Wednesday, January 17, 2018
Home and Garden

That plant that won't die is Chinese tallow, and it's on the State of Florida Noxious Weed List

Popcorn tree is a persistent species

Q: I have this plant that keeps surviving even though I cut it back months ago. Do you know what it is, and should I keep it? It is close to my house. Maj-Lis Carlson, Clearwater

A: The plant that you have pictured that doesn't want to die is Chinese tallow or popcorn tree, Triadica sebifera, formerly Sapium sebiferum. Once upon a time, it was a small deciduous tree with beautiful fall color that was widely planted in landscapes, but because of its abundant seed set (the popcorn) and tastiness to birds, it began popping up "in all the wrong places" and landed itself on the State of Florida Noxious Weed List. Now you understand how it landed in your yard and why it wouldn't die. It is unfortunate that it escaped because it really filled a niche in the urban landscape.

Rid oyster plants of rascally rabbits

Q: I live in a condominium and we have approximately 273 oyster plants along a walkway. Our problem is rabbits nesting in the plants. This breaks the stems and leaves and the plants die. We have had to replace about 30 of them. Once the rabbits nest in one, rather than go back to it, they nest in a perfectly good one, destroying it.
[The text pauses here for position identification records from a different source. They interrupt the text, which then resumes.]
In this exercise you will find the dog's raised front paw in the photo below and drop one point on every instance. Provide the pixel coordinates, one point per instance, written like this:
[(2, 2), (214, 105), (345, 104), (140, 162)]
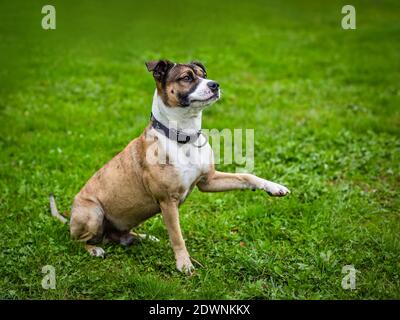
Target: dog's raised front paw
[(183, 264), (274, 189)]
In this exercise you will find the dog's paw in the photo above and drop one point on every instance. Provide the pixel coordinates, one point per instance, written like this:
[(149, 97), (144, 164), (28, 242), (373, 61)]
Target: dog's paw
[(184, 265), (97, 252), (274, 189)]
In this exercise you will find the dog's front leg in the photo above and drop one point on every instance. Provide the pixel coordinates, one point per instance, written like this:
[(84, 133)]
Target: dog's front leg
[(217, 181), (170, 215)]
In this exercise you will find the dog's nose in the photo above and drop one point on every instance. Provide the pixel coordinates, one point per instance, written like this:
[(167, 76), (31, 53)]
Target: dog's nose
[(213, 85)]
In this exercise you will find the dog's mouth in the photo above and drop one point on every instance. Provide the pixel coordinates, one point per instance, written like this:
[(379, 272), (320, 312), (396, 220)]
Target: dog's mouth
[(212, 98)]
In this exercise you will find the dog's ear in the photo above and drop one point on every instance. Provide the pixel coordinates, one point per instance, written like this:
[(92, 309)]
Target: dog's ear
[(159, 68), (199, 64)]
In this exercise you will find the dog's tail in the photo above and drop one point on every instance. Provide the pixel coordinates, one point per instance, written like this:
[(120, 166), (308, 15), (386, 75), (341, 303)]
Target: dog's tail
[(54, 210)]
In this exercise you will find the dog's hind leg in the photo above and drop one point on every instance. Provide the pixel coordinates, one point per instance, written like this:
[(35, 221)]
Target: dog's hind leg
[(87, 225)]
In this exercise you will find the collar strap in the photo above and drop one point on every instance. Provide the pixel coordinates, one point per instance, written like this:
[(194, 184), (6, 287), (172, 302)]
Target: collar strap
[(175, 135)]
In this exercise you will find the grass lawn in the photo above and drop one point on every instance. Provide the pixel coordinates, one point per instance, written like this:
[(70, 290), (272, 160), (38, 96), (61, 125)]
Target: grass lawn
[(324, 106)]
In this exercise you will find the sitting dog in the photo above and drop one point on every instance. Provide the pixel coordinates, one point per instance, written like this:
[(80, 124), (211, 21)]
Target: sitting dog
[(159, 169)]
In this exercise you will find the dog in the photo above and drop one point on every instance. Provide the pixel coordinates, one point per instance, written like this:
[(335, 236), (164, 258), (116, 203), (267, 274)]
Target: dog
[(153, 174)]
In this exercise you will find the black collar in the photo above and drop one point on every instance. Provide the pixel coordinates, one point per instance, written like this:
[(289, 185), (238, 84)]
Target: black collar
[(173, 134)]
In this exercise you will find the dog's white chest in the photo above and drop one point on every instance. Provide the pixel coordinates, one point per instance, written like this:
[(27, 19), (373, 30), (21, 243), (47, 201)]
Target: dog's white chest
[(190, 160)]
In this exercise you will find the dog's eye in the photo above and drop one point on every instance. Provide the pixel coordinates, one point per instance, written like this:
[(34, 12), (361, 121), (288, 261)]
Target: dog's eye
[(186, 78)]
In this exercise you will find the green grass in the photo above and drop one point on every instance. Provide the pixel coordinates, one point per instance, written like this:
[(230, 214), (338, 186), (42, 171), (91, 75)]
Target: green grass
[(324, 104)]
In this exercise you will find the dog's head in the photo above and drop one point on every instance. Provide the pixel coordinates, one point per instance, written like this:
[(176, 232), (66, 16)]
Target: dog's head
[(183, 85)]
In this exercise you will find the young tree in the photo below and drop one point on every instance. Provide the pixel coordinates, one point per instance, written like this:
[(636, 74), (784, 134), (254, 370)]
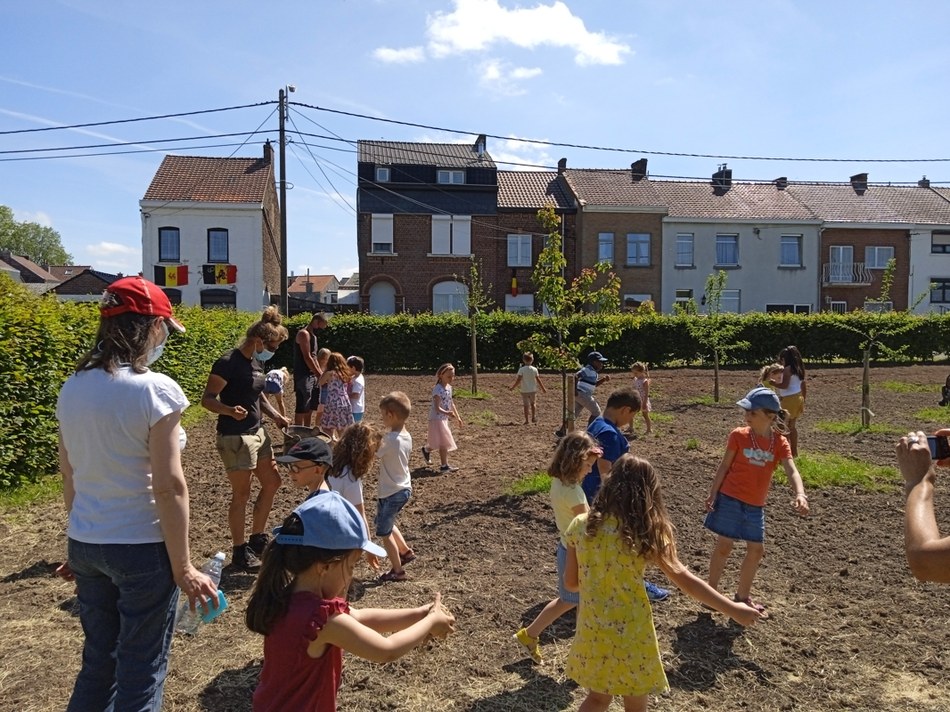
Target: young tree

I would like advice on how to keep the rabbits off the plants. I have tried pepper, moth crystals and mothballs. None of these seem to deter them. I would get a dog, but they are not allowed in the area. I would appreciate any suggestion or help. Herman White, Clearwater

A: You may want to try dried blood. Mix 1/2 tablespoon in a gallon of water and spray on plants, or add blood meal around and under plants. Rabbits are herbivores and don't like the scent of animals. Blood contains nitrogen so it also acts as a fertilizer.
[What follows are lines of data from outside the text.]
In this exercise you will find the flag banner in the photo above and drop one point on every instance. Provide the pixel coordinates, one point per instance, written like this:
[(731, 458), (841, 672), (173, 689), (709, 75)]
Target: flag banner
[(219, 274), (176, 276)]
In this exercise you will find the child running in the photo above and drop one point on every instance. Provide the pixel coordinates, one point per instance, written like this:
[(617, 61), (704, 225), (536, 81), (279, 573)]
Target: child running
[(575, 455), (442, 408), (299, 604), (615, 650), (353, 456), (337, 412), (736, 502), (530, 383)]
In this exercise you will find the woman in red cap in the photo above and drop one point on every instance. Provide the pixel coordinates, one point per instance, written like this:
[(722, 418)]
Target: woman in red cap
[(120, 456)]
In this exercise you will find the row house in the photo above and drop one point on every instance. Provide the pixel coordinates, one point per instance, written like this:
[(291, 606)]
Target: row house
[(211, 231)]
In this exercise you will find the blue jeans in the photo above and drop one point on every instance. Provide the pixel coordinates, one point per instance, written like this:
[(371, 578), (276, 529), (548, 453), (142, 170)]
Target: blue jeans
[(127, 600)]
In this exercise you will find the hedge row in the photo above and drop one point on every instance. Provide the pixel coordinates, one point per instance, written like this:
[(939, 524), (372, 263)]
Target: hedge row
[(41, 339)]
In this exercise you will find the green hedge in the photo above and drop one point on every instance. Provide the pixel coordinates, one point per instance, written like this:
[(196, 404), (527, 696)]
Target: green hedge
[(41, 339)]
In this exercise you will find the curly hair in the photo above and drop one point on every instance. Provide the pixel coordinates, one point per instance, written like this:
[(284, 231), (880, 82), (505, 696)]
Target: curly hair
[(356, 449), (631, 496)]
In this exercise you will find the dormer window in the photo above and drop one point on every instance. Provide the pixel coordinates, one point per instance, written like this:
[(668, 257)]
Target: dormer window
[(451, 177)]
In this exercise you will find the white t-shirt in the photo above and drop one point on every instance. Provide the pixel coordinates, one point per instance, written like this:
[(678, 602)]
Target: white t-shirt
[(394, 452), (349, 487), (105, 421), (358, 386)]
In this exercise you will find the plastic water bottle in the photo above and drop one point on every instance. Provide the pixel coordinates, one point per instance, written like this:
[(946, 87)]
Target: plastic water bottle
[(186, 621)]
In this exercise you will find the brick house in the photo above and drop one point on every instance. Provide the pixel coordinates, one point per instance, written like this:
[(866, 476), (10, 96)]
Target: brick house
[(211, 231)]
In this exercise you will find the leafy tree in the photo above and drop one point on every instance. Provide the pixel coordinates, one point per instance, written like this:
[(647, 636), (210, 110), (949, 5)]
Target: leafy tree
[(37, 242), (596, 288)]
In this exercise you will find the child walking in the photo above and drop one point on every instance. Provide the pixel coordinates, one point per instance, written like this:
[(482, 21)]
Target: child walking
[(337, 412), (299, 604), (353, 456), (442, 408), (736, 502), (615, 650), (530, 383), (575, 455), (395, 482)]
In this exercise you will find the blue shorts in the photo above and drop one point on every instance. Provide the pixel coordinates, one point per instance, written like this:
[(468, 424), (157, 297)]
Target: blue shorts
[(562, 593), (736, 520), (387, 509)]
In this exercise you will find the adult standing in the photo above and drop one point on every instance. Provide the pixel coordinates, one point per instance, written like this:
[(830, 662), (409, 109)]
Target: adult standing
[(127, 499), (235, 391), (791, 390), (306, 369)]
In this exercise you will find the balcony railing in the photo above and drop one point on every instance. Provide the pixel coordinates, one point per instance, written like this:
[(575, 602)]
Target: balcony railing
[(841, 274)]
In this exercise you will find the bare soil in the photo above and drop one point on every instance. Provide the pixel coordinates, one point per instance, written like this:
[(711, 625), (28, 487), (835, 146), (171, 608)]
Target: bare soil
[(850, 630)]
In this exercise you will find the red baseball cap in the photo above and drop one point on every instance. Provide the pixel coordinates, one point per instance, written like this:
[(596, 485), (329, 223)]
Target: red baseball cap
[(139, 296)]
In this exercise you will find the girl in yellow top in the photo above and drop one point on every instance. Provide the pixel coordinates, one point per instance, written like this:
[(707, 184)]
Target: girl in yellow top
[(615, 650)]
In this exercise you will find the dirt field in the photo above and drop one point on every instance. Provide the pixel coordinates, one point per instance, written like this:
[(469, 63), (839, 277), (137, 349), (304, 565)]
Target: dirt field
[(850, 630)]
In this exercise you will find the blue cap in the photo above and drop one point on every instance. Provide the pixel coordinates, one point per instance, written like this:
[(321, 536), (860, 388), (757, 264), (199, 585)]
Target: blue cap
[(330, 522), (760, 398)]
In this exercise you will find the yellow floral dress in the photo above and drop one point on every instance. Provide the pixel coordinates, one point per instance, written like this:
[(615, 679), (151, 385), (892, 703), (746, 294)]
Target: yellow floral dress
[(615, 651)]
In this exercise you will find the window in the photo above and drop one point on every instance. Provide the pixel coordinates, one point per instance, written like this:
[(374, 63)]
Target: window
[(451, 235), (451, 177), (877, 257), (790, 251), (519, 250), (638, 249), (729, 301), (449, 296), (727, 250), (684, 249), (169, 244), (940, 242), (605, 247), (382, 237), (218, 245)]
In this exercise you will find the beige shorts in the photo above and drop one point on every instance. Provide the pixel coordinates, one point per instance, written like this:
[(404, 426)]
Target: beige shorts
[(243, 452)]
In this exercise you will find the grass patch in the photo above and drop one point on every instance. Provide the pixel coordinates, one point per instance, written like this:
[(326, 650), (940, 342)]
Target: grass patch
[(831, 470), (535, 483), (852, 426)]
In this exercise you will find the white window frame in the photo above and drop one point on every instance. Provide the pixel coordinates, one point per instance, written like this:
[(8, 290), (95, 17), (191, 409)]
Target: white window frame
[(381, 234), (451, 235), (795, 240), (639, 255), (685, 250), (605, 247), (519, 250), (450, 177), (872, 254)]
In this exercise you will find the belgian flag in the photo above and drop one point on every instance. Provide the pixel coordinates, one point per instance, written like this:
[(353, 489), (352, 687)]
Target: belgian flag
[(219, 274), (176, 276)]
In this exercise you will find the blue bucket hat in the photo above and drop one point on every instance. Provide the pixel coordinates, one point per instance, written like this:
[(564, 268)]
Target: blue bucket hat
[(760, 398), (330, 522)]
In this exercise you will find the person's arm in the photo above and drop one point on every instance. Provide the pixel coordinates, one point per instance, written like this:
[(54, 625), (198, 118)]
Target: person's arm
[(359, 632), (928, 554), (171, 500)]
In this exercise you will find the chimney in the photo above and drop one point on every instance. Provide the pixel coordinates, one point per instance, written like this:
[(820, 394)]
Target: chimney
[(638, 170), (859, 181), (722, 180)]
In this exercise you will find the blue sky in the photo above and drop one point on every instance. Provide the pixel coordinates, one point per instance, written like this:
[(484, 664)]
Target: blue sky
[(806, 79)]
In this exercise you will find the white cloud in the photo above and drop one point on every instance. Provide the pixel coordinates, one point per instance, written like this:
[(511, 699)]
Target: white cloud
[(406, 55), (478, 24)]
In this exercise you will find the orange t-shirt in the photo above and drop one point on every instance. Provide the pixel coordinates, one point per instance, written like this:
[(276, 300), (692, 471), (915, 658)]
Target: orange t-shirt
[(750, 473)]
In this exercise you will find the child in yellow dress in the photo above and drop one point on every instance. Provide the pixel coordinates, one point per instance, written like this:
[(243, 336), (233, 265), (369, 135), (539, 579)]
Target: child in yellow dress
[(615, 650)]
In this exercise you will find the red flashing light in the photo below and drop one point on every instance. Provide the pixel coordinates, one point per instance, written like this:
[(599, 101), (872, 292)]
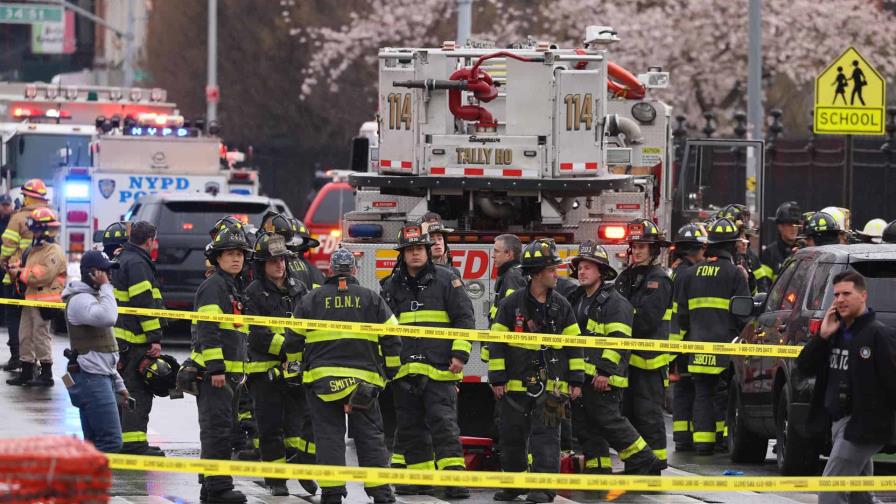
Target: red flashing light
[(612, 232)]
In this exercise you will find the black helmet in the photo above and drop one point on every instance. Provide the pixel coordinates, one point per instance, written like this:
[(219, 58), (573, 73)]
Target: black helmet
[(411, 235), (159, 374), (538, 255), (723, 230), (889, 234), (269, 246), (592, 252), (230, 222), (788, 213), (646, 231), (114, 237)]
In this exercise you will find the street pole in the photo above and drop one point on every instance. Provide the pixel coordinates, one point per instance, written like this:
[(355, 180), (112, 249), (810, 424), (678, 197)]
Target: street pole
[(211, 112), (464, 21)]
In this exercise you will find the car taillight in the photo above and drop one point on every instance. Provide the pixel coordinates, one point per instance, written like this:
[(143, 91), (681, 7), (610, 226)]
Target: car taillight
[(814, 327), (612, 232)]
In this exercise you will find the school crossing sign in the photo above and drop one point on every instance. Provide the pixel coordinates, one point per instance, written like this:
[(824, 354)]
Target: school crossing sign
[(850, 97)]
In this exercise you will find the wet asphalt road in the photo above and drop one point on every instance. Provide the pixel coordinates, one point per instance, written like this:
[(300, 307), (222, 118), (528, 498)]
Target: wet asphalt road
[(174, 427)]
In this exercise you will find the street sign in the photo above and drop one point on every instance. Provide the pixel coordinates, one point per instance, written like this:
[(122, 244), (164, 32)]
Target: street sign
[(850, 97), (30, 13)]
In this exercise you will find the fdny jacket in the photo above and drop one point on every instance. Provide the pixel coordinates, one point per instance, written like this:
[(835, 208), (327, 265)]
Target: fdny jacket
[(610, 315), (16, 238), (703, 301), (434, 298), (335, 361), (649, 290), (219, 347), (135, 285), (517, 365), (267, 345)]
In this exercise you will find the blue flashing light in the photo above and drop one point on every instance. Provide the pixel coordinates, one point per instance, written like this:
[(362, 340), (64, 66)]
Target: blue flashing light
[(77, 190)]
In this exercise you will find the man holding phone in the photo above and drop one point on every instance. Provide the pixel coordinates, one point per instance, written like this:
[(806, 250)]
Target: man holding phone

Unfortunately, it will have to be reapplied after rains. I love to recommend the Water Scarecrow, which is a sprinkler with a motion sensor and comes on when interrupted and sprays water. However, along a walkway it may get some folks wet.
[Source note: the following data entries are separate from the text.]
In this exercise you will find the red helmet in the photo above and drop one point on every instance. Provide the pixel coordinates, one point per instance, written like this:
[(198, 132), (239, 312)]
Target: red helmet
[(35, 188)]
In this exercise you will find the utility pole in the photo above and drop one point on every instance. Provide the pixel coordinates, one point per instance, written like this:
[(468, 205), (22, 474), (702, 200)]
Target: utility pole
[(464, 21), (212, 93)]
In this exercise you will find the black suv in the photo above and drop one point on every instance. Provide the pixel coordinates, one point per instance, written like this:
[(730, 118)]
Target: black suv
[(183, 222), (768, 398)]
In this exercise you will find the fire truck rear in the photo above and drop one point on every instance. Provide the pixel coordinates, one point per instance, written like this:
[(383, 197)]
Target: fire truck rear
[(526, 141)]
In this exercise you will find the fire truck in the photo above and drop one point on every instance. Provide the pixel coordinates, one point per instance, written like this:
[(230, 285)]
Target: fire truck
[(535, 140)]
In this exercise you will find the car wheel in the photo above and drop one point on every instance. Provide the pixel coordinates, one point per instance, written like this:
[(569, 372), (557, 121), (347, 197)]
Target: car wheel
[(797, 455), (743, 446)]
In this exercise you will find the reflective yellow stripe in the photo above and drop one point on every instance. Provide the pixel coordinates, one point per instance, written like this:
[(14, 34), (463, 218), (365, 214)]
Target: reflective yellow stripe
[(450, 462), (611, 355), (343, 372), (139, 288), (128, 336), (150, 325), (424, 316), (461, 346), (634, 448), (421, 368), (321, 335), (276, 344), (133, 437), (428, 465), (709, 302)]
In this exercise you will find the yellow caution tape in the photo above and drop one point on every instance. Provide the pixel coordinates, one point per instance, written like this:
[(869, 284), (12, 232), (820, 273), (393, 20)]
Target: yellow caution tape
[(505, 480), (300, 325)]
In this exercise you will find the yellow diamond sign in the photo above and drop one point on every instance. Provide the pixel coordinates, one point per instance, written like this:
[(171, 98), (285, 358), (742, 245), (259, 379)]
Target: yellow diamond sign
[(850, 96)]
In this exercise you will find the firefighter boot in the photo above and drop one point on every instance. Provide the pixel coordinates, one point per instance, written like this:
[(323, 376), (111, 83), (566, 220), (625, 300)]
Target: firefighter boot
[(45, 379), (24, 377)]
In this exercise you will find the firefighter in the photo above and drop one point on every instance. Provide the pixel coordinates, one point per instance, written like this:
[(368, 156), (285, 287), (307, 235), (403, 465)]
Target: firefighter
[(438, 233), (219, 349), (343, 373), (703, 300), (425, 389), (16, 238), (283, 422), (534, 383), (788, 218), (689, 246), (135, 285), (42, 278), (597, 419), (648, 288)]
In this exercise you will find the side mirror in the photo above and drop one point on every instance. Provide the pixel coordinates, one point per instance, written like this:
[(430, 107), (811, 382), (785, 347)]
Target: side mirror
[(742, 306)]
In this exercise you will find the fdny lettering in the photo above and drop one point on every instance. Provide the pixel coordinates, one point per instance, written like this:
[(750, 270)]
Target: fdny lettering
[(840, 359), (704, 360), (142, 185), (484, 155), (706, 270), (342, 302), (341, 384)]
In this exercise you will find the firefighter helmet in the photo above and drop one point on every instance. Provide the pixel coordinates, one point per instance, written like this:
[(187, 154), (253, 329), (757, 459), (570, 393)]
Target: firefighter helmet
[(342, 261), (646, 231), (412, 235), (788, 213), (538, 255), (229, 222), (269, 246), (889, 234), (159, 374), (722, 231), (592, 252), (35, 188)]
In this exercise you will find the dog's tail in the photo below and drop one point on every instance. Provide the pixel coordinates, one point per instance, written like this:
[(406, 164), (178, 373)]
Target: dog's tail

Cast iron plant is having some health problems

Q: I bought a house a little more than a year ago, and the garden was well-established at that time. It gets partial shade. Starting around December, however, some of the plants started yellowing, and then more started, as shown in the photo. I have not fertilized the garden. One nursery asked if I had trimmed anything so more sunlight falls on the garden (no), and said the plants look burned from the sun. Additionally, I have seen no flowers — they always look the same, except the increasing yellowing.

So my question to you is, what are these plants, what is wrong with them and what should I do? Brenda C. Brewer, Brandon

A: The pictured plant in question is called cast iron plant, Aspidistra elatior. It is a very durable plant for shady locations outside and will accept low light levels as an interior plant, hence its name cast iron plant. The plant multiplies by underground stems (rhizomes) and the flower, even though insignificant, can be found where the leaf joins the stem at the soil surface. It is brownish in color and the size of a dime, definitely not a show stopper.

The scorch on the leaves does look like too much light as your nurseryman stated, for they cannot tolerate full sun. If this isn't the case, another possibility could be a fungus, "root and petiole rot." The first symptoms are brown lesions on the stems just under the soil surface, which usually go unnoticed. Then the yellowing and scorching of the leaves followed by fluffy white mycelium (how a fungus grows) at the soil surface. Prune out diseased leaves and let the area dry out, for water spreads fungal diseases. There are no fungicides labeled for homeowners to use for this problem.